Let’s imagine a very real situation. Your only sister, who is older, should be wiser, definitely skinnier and far more experienced in the dating and relationship area announces you that her boyfriend, who you definitely do not find appealing or even consider a human being of any sex, thus genderless, finally proposed and they are engaged to get married.
You had no worries because everything will surely go well, your mother will have enough money to pay for a fair share of wedding expenses, you will have a gorgeous dress of any colour you like (no bridesmaid bullsh*t in my country with those hideous dresses!), awesome hairdo, comfy new heels.
Suddenly she reminds you, that you are permitted if not obliged to bring a plus one and it has to be a MAN!
Where the hell am I supposed to get one? Let me be clear: me and man? It was never a real deal. Some occasional flings, yes. Dating? Who would voluntarily go on a second, god-forbid, third date with such a mess as I am? Thus the real relationship thing had never occurred. Not yet.
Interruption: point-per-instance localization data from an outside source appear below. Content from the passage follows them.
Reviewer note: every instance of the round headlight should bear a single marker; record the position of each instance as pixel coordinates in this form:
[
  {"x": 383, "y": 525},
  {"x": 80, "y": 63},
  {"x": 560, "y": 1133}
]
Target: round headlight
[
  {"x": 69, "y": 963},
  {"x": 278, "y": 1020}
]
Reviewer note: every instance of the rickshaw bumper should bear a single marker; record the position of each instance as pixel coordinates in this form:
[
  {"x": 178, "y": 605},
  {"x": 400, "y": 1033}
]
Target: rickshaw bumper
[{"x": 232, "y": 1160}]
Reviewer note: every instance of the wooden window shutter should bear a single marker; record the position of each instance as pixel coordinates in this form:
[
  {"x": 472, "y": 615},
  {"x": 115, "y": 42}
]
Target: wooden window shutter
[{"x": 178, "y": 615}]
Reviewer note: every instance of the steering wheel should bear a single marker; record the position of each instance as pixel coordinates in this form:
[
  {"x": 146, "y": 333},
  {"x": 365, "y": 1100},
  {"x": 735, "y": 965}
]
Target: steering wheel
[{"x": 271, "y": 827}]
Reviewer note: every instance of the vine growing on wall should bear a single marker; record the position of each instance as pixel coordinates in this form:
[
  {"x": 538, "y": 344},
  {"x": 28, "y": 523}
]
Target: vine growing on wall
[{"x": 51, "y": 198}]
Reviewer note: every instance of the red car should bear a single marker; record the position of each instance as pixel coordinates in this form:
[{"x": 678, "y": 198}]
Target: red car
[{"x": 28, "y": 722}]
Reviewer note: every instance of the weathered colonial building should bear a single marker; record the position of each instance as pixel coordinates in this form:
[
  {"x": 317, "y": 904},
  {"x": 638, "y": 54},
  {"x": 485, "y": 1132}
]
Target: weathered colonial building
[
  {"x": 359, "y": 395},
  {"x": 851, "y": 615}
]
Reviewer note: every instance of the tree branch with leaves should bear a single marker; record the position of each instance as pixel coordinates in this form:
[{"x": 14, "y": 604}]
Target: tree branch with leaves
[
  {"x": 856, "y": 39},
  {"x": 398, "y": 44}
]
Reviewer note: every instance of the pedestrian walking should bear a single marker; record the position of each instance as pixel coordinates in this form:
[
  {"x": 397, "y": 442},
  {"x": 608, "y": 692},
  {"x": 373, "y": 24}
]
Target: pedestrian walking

To be fair to you, my fellow human beings, almost all of us (almost as I hate generalisations and nothing is applicable to anyone unless it’s connected with the very essence of being a member of species Homo sapiens sapiens) have at one point of their short or long lives came across a fellow human who was interested in more than being just friends. So what that you kissed? By knowing him all the romantic feelings, as well as the alcohol enhancing those “emotions” flushed down the toiled together with the vomit and the urine. Am I too harsh? Am I too straightforward? Well, that’s just me being me. I can’t really influence my very essence, or can I? Let’s leave this for some other self-pitying session.
He tries to know you better, initiates conversations, you discuss very deep and personal, even intimate issues. Yet, you can’t overcome the feeling, nothing more will ever happen. You just do not want it to happen.
But back to the wedding and your plus 1. You certainly want to bring someone to hold onto, since your high-heels time hasn’t come yet. You want someone to whisper how gorgeous you look, how not chubby you are, how well behaved sister and not at all drunk guest you ended up as. We ALL want that freaking +1!! Don’t we?
I can enjoy myself at the wedding perfectly well. I did it on all those weddings I’ve already attended as a teen and a respectable young adult. But now, when it’s HER wedding, I do not want to look like a loser in front of a whole family. (Not that I care too much about what they think of my relationship status).
Oh, Gosh! You have 18 months to get in shape (finally, as you are AGAIN near the look of a walrus), find the perfect dress to suit your personality as well as body shape (hopefully not one of a cone), and to find that “lucky” or even genuinely lucky man to accompany my precious self to THE wedding of the year 2017.